El mejor de sus defensas perdió el duelo con su sombra antes del último minuto. El número 9, que corría como un galgo, compró un revólver…

Por: Juan Manuel Roca
El viejo entrenador dibuja en un cartón la memorable alineación de los fantasmas. Sabe que el portero de su equipo es un secreto que atrapa los frutos del vacío. El mejor de sus defensas perdió el duelo con su sombra antes del último minuto. El número 9, que corría como un galgo, compró un revólver, le hizo un autogol a la muerte. Los que jugaban por las puntas y driblaban la miseria, recibieron tarjeta negra tras las rejas de una celda. La cancha del barrio, invadida de malezas, esconde un balón sin aire, un banderín anegado por la lluvia.
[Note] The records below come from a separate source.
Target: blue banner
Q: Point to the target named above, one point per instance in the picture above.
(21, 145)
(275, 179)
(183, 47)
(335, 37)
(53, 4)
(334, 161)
Un periódico, con el anuncio de un perro que husmea la flor metálica de un gramófono, recorre la tribuna a capricho del viento. La tarde del triunfo envejeció aunque siga atravesando 18 yardas del recuerdo. Unos murieron con los sueños intactos. Otros lo hicieron de cafetín y desalojos. Día y noche escucharon la voz de la impaciencia. Yo miro el campo baldío, pañuelos blancos, minutos de silencio, y sigo en la banca esperando relevo.
A “Los kampeones” de Méndez Camacho, en el esperanto del gol.